Факт возвращающейся власти «идей» следует отметить. Преемственность из рук в руки — не только идейную, но и поэтическую — стоит понять.
Берлин и ввел выражение «эффект бумеранга», применительно к способу бытования идей. И Стоппард, в 1975 году написавший абсурдную комедию «Травести» о взаимном передразнивании искусства и политики, с центонами из Джойса, дадаиста Тристана Тцара и В. И. Ленина, в трилогии «Берег утопии» сполна платит по чужим и по собственным счетам. Он подхватывает и переводит всю ироничность нового поколения по отношению к старому, всю свою литературную «центонность» — в единое поле личной писательской ответственности за каждое сказанное человеком слово. Произнесено ли оно ночью в Фонтанном Доме, «в частном письме, публичной речи или дружеской беседе.» (И. Берлин.История свободы. Россия. М., НЛО, 2001, с. 28).
Кроме документального комментария к истории ХХ века, трилогия скреплена еще и авторским взглядом на историческое. В этом взгляде в какой-то мере отражен опыт исследователя, сочетавшего «ясность британского либерализма с антиутопическими уроками русской истории и с обостренной потребностью в принадлежности, свойственной беженцу» (А.Эткинд).
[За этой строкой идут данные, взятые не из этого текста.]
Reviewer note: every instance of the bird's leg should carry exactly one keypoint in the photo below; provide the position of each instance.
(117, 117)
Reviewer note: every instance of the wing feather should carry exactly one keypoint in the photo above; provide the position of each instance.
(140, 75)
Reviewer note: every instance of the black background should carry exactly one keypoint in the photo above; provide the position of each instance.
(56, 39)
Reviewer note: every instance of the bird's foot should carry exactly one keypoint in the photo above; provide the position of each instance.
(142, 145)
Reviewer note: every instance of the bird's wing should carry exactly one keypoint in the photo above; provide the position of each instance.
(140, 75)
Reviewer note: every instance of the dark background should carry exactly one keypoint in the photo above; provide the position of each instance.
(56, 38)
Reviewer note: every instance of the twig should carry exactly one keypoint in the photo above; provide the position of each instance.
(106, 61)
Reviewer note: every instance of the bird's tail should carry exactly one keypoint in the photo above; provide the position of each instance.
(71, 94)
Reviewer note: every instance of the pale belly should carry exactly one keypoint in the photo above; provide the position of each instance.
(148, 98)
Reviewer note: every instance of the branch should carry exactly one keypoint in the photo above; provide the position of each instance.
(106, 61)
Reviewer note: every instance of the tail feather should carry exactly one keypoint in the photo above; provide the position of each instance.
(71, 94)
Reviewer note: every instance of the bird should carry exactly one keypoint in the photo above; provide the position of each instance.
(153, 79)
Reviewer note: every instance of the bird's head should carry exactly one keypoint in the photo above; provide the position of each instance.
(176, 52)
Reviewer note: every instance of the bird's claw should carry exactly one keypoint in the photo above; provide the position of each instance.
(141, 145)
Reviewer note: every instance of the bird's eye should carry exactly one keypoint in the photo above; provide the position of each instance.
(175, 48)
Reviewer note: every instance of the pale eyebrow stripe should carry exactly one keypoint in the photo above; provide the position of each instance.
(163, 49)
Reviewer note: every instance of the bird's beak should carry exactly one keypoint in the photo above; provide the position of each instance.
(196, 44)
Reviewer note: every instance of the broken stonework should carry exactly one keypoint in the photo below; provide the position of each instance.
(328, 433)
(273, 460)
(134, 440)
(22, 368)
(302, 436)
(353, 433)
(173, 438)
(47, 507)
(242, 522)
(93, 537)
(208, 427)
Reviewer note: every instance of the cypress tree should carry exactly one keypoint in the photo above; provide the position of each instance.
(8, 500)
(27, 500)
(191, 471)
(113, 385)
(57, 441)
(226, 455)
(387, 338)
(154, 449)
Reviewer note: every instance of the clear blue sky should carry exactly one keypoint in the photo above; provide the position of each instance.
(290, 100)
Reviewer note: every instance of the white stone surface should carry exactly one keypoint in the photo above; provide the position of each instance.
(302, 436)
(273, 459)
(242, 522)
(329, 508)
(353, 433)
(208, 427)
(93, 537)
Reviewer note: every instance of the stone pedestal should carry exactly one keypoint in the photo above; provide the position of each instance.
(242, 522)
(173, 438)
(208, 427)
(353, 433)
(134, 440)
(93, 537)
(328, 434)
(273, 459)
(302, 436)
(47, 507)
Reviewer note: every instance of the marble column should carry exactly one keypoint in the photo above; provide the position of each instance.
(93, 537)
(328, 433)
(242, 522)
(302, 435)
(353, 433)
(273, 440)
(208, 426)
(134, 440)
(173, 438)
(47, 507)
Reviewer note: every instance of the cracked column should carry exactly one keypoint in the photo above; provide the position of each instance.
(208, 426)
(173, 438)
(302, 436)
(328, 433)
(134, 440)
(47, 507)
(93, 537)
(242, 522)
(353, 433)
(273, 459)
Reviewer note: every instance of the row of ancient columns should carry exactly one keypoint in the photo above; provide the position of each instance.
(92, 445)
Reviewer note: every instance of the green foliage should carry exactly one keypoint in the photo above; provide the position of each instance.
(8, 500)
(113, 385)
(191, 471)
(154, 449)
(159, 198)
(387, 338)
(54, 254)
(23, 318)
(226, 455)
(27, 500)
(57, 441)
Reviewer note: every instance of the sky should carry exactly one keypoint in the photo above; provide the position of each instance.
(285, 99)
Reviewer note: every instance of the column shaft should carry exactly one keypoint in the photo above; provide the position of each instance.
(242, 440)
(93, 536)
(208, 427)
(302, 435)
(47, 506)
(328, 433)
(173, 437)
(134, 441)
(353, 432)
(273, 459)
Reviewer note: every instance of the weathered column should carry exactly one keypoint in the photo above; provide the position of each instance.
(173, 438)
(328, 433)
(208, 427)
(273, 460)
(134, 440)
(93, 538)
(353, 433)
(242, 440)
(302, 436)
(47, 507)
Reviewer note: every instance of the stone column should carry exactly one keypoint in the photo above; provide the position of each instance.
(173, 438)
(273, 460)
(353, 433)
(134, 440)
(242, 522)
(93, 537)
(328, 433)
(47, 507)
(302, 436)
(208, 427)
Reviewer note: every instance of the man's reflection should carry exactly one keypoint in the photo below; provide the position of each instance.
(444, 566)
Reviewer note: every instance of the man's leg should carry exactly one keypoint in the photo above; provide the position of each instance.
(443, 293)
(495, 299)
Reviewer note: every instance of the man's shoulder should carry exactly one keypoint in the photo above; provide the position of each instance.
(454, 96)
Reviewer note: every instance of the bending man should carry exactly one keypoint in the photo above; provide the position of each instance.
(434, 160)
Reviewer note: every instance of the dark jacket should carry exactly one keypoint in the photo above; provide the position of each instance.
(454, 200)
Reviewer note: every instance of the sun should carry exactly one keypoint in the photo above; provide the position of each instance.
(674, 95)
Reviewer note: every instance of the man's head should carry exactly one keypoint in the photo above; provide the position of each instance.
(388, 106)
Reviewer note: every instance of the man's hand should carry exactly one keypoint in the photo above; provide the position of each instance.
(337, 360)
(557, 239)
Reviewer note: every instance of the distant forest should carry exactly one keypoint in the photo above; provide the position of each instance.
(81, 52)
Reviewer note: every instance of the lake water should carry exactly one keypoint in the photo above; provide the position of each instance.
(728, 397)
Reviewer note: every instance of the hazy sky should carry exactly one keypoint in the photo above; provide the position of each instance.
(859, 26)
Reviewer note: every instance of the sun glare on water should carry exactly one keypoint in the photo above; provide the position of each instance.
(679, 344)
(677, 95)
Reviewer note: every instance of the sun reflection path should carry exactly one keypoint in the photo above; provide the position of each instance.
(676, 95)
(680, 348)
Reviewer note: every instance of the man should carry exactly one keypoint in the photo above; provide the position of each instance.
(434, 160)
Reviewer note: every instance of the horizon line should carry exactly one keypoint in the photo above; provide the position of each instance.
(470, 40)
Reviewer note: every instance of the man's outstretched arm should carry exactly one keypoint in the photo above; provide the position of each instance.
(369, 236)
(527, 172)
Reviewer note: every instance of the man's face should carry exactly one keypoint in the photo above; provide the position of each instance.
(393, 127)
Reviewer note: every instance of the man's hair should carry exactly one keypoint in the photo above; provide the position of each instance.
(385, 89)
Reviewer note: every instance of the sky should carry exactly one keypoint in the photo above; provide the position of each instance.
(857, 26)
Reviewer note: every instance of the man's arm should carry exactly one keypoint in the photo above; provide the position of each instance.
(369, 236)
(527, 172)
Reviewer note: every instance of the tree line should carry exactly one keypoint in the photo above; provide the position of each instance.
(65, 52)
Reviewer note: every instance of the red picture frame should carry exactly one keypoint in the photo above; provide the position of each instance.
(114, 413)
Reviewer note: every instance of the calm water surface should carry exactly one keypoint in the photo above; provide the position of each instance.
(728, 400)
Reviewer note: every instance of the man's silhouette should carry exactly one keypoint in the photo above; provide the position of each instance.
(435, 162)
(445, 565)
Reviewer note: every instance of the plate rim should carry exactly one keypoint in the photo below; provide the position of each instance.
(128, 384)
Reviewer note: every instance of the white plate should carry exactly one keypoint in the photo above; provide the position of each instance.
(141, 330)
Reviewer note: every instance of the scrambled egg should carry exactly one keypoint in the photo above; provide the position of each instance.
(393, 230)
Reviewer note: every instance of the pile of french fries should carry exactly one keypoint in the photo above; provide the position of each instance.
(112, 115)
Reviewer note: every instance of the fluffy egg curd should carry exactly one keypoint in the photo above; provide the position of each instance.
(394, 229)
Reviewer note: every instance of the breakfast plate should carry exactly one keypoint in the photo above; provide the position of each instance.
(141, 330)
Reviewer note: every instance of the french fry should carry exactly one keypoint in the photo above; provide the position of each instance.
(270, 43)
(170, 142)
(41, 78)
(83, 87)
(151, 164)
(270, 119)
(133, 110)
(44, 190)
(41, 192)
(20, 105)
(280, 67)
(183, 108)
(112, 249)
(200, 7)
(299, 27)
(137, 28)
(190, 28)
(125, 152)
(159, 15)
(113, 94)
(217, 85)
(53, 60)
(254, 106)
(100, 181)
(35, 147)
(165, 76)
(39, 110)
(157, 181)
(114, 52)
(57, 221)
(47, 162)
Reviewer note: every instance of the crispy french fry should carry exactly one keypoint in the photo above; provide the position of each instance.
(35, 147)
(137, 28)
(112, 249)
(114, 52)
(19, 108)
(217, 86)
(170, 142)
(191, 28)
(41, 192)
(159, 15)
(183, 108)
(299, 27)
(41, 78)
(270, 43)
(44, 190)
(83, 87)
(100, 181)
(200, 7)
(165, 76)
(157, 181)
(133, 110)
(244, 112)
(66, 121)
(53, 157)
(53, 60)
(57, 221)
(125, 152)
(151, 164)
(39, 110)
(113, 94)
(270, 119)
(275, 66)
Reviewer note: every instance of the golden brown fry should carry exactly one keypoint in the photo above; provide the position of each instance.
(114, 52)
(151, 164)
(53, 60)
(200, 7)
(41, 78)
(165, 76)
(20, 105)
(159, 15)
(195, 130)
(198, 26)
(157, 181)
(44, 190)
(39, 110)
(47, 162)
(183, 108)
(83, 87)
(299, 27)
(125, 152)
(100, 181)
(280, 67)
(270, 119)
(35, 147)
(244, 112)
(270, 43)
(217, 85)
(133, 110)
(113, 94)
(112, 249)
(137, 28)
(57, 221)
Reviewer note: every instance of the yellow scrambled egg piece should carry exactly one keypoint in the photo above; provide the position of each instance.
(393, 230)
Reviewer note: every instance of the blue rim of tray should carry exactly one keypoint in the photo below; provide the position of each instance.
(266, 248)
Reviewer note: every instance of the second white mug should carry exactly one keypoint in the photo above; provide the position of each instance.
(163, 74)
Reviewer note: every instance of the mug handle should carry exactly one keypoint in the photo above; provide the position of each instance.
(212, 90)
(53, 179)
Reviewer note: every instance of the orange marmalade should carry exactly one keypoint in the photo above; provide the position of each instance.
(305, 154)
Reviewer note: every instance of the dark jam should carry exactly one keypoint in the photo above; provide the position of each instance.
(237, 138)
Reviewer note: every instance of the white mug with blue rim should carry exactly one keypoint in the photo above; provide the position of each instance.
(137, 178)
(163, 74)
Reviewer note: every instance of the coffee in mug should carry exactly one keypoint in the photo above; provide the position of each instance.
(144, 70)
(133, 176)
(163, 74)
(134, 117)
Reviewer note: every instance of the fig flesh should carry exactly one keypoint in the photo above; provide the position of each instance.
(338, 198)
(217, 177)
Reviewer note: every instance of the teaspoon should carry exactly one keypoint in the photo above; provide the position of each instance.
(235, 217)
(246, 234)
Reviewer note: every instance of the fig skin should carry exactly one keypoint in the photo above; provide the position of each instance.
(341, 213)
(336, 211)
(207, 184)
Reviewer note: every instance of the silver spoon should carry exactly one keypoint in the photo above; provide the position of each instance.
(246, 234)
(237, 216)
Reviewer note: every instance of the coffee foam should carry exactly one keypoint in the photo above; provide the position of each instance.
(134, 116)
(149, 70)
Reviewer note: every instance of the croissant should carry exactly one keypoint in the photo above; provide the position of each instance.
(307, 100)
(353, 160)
Однако берлиновское «негативное» понимание свободы у человека театра обрастает плотной образностью; эффект бумеранга в буквальном смысле слова разворачивает плоть.
Стоппард рассказывает нам не о взыскании идеала и не о судьбах либерализма — о человеке. Понятие страшно размытое и не вполне определенное, даже с биологической точки зрения. В.И. Вернадский, к примеру, смог дать лишь одну дефиницию человека: как нарушителя природного равновесия. В политтехнологиях 80-90-гг. 20-го века он фигурировал как носитель «ролевого сознания». Что же теперь? Не стоит ли вернуться к единственной, пересоздающей роли человека, чьи интеллигибельные усилия и само их присутствие в жизни существенно эту жизнь меняет? (В том и состоял пафос русских мыслителей, от Бакунина до Герцена)… Вот тут-то и появляется стоппардовский Рыжий Кот диалектики. Он, похоже, себе на уме, знает про нас что-то свое… Может быть, про то, что и одного удара колокола достаточно для человеческой жизни? А может, про мягко крадущуюся тишину, безмолвие мысли…
В «Береге Утопии» есть еще один важная тема. Она возникает в результате «перепасовки» текста (в чем автор отчасти сам и признается). Имеется в виду повторяемый на все лады пассаж о том, что «русская литература может заменить Россию». Белинский таких слов никогда не произносил, их в его уста вложил Стоппард. Но и он, в свою очередь, тоже подхватывает чью-то мысль. В обозримое время идею языка как реальности с наибольшей убедительностью отстаивал поэт — Иосиф Бродский.
Бумеранг или рикошет? Зал отзывается смешком, а кое-кто поеживается: как же, однако, не хочется, чтоб у нас вместо России была сплошная литература, да еще в теперешнем ее состоянии!
«Зазеркальный» кэролловский юмор, которым оперирует драматург, не совсем сродни сегодняшнему русскому, либо добродушно улыбчивому, либо скабрезно «опускающему». В этом представлении много игры слов, абсурдно-веселой абракадабры, британского здравомыслия внутри «трансцендентальной», романтической иронии.
Однако все это — и ирония, и абсурд, и искренний интерес к русскому философствованию — лишь затем, чтобы на подмостках театра нам так ясно и внятно было сказано: Россия — не утопия. «История России — это непрерывно развивающееся повествование. И в центре этого повествования находится дух индивидуума, который пытается выразить себя, в то время как над ним нависает устрашающая тень обезличенной власти» (Стоппард).
Вот и получается, что все сказанное не «ниоткуда» — из России и в Россию, с любовью.